No sé cuánto tiempo llevo aquí, atado a este pedazo de árbol muerto.
El sol me ha partido la piel y las moscas, esas bestias pequeñas, han hecho fiesta en mis heridas.
Cada año, en este pueblo hundido entre cerros y neblina, alguien tiene que ser llevado al tronco.
Dicen que así se abren los caminos para la cosecha, que la tierra, hambrienta y vieja, exige carne y sangre antes de dar su fruto.
Nadie me preguntó. Nadie nunca pregunta.
Los ancianos —caras de cuero, ojos de piedra— me señalaron una mañana.

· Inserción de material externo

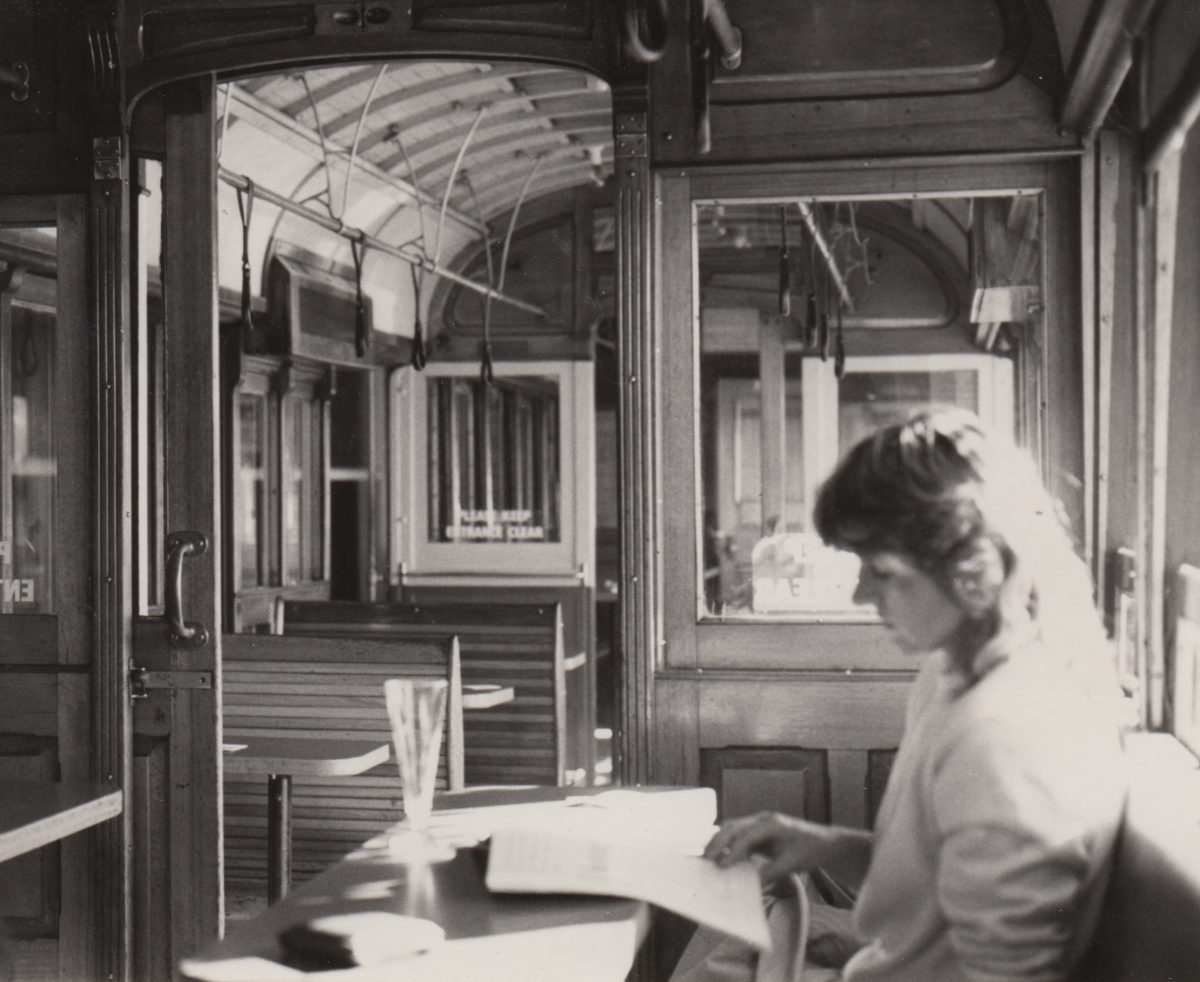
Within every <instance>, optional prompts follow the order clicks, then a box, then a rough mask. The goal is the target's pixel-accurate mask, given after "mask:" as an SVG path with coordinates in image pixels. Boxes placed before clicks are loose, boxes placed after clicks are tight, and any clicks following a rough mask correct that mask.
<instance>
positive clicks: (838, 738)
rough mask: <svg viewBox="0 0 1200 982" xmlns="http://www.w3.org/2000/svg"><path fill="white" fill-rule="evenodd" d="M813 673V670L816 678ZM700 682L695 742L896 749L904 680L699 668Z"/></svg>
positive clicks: (902, 708) (729, 745)
mask: <svg viewBox="0 0 1200 982" xmlns="http://www.w3.org/2000/svg"><path fill="white" fill-rule="evenodd" d="M815 675H816V673H814V676H815ZM703 678H704V681H703V684H701V687H700V695H698V705H700V746H701V747H738V746H749V744H754V746H761V747H814V748H830V747H832V748H836V749H845V750H876V749H880V748H889V747H895V746H896V744H898V742H899V737H900V732H901V729H902V725H904V705H905V701H906V696H907V688H908V678H907V677H905V676H902V675H900V673H887V675H884V673H882V672H881V673H878V676H875V675H872V676H871V677H868V678H863V677H860V676H850V677H847V678H846V679H845V681H842V679H840V678H839V677H838V676H836V675H834V673H829V675H828V676H824V677H820V676H818V677H810V676H808V675H805V676H799V675H792V676H791V677H787V676H781V675H780V673H773V672H750V671H745V672H724V671H722V672H704V676H703Z"/></svg>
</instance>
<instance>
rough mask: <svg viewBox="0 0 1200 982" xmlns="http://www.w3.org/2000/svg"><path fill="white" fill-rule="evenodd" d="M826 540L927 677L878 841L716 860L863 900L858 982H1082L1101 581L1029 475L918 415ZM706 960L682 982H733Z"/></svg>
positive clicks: (695, 954)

Me untaron la frente con ceniza y me desnudaron frente a todos.
Luego me llevaron, arrastrando mis pies hinchados por el lodo, hasta el tronco negro, donde los otros antes que yo también esperaron su fin.
Dicen que lo que viene a buscarme no es hombre ni bestia.
Unos murmuran que es hijo de los dioses, desterrado a estas montañas para castigarnos.
Otros, más viejos, apenas susurran “nahual” y se persignan rápido, como si eso los pudiera salvar.
Yo he oído historias en la noche.
Dicen que camina como hombre, pero su sombra es demasiado larga.
Que huele a cobre y a madera podrida.
Que sus ojos son dos brasas húmedas en la oscuridad.
Ahora lo espero.
Atado.
Cubierto de fruta fermentada que atrae a los bichos.
Ofrecido.
Y cuando cae la noche, lo oigo.
Primero, un rumor en el monte, como viento sucio que acaricia las hojas.
Después, el crujido de las ramas, el chasquido de pezuñas mojadas en barro.
Mi cuerpo tiembla, sí, pero no de miedo: de emoción.
Lo veo salir de entre los árboles: una figura encorvada, deforme, mitad hombre, mitad algo que nunca debió caminar sobre esta tierra.
Su piel brilla bajo la luna, húmeda y agrietada como la de un lagarto.
Sus ojos… oh, sus ojos son pozos de fuego, y en ellos veo reflejado todo el dolor y toda la gloria de mi gente.
Se acerca lento, saboreando el momento.
Su boca, un tajo negro, se abre y un sonido gutural me atraviesa el pecho.
No es un rugido.
Es algo más antiguo. Más sagrado.
Yo no bajo la mirada.
No lloro.
No ruego.
Abro el pecho con mi propio orgullo.
Soy el alimento.
Soy el puente.
Soy la semilla.
El ser me rasga la carne con sus manos ganchudas, arrancando trozos de mí como si recolectara fruta madura.
Cada herida arde como el beso de un dios.
Cada gota de sangre que cae al suelo canta una canción que sólo nosotros, los elegidos, podemos entender.
Y yo río.
Río mientras mi cuerpo se deshace, mientras mis huesos crujen como cañas secas.
Porque sé que gracias a mí, vendrán las lluvias.
Las mazorcas engordarán como vientres felices.
Los niños tendrán pan en las manos.
Los viejos tendrán pulque en sus bocas agrietadas.
Mi sacrificio no es una condena.
Es un honor.
Cuando amanece, lo que queda de mí son jirones esparcidos entre las raíces del tronco.
El ser ya no está.
Sólo queda el silencio, grueso y pesado, como una bendición.
Los ancianos vendrán pronto.
Recolectarán mis huesos.
Me sembrarán entre las milpas.
Y cuando la cosecha levante su marea dorada, cuando el pueblo cante y el humo del copal se eleve en espirales al cielo, yo estaré en cada grano, en cada mordida, en cada canción.
Yo seré la tierra.
Yo seré el maíz.
Y mi nombre, aunque olvidado por las bocas, vivirá para siempre en sus entrañas.